The wheel is another invention so ancient that we have no way of knowing who first developed it. The oldest wheel and axle mechanism we’ve found was near Ljubljana, Slovenia, and dates to roughly 3100 B.C. The wheel made the transportation of goods much faster and more efficient, especially when affixed to horse-drawn chariots and carts. However, if it had been used only for transportation, the wheel wouldn’t have been as much of a world-changer as it was. In fact, a lack of quality roads limited its usefulness in this regard for thousands of years. A wheel can be used for a lot of things other than sticking them on a cart to carry grain, though. Tens of thousands of other inventions require wheels to function, from water wheels that power mills to gears and cogs that allowed even ancient cultures to create complex machines. Cranks and pulleys need wheels to work.

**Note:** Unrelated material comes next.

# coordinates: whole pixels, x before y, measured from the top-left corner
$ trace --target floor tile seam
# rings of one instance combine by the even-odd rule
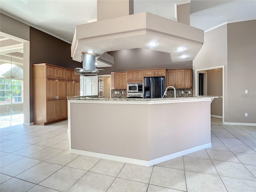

A huge amount of modern technology still depends on the wheel, like centrifuges used in chemistry and medical research, electric motors and combustion engines, jet engines, power plants and countless others.

 

10. The plow

plow

Compared to some of the gleaming, electronic inventions that fill our lives today, the plow doesn’t seem very exciting. It’s a simple cutting tool used to carve a furrow into the soil, churning it up to expose nutrients and prepare it for planting. Yet the plow is probably the one invention that made all others possible. No one knows who invented the plow, or exactly when it came to be. It probably developed independently in a number of regions, and there is evidence of its use in prehistoric eras. Prior to the plow, humans were subsistence farmers or hunter/gatherers. Their lives were devoted solely to finding enough food to survive from one season to the next. Growing food added some stability to life, but doing it by hand was labor intensive and took a long time. The plow changed all that. Plows made the work easier and faster. Improvements in the plow’s design made farming so efficient that people could harvest far more food than they needed to survive. They could trade the surplus for goods or services. And if you could get food by trading, then you could devote your day-to-day existence to something other than growing food, such as producing the goods and services that were suddenly in demand. The ability to trade and store materials drove the invention of written language, number systems, fortifications and militaries. As populations gathered to engage in these activities, cities grew. It’s not a stretch to say that the plow is responsible for the creation of human civilization.